At the same time, the Jewish community itself was divided by internal power struggles between its existing notable class, its religious establishment, and a new generation of Western-educated professionals. These “enlightened men” saw their community’s temporal and spiritual leadership as corrupt and backwards, and themselves as the vanguard of progress and civilization for “eastern” Jews. At stake in this conflict was control over the Aleppine Jewish community’s autonomous governing bodies, established in the Tanzimat era, which managed the community’s schools, welfare programs and collective property. The conflict between these two groups were exacerbated by the French authorities’ refusal to regulate the functioning of these governing bodies, as the Ottoman authorities had done. This conflict weakened the community at precisely the moment when a worldwide economic depression and rising political conflict in the region posed the greatest danger. Already in the mid-1930s, Aleppo’s Jewish leaders saw the growing number of people from their community emigrating as an existential threat.

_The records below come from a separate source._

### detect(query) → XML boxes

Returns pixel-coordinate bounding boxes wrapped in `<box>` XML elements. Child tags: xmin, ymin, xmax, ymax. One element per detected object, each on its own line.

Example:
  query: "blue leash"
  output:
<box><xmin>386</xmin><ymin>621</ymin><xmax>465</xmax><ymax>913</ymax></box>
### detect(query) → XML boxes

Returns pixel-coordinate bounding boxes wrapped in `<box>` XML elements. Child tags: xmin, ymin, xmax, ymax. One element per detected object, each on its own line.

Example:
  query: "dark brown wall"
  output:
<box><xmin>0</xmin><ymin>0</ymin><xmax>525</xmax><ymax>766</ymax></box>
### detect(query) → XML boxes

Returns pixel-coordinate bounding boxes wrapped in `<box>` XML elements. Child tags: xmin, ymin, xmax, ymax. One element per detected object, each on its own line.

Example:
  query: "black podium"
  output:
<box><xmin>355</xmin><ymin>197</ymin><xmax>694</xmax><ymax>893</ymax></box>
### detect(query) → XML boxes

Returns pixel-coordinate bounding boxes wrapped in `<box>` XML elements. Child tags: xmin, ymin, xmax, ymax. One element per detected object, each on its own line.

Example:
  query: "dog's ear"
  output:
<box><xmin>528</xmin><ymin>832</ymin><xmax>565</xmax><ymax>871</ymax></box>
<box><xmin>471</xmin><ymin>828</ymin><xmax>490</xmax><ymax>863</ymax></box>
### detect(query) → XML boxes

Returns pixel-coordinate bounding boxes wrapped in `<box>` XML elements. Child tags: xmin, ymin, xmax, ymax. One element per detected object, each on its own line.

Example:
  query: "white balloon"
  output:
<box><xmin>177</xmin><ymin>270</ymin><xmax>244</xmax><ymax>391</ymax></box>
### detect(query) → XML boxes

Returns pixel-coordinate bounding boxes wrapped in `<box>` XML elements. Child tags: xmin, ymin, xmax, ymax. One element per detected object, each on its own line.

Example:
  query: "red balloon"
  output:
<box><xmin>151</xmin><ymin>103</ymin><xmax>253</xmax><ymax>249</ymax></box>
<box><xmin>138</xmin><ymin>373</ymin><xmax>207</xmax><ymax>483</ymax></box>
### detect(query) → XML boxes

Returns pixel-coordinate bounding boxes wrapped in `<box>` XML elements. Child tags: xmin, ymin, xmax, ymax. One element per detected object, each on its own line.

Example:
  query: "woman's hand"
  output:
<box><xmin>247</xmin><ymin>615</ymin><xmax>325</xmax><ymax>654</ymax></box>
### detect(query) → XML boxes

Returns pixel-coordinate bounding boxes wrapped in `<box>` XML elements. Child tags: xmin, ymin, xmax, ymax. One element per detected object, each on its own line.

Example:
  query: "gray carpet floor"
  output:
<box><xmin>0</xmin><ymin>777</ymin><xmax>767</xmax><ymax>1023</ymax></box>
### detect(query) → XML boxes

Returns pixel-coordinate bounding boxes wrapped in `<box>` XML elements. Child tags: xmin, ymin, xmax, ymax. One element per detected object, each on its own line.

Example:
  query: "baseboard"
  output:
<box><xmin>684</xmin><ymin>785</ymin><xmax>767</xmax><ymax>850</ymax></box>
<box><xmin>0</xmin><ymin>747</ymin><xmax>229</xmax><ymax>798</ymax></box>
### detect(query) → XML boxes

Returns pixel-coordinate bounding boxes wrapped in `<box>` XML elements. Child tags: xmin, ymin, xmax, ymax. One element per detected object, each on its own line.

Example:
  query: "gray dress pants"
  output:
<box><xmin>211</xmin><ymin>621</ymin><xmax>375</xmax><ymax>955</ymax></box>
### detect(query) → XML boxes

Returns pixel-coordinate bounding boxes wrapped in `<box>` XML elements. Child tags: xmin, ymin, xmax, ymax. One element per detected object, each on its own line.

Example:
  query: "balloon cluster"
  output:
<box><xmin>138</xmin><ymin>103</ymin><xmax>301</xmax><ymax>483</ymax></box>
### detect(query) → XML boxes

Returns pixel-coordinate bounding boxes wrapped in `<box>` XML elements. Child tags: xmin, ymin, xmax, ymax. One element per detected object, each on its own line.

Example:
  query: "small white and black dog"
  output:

This paper uses the correspondence of two headmasters of the Alliance Israélite Universelle schools in Aleppo, as well French and British diplomatic sources and Arabic periodicals, to explore these internal conflicts and external pressures. It seeks to reveal the local factors behind the destruction of Syria’s Jewish communities after 1948, a tragedy that is often discussed only in reference to the creation of the State of Israel.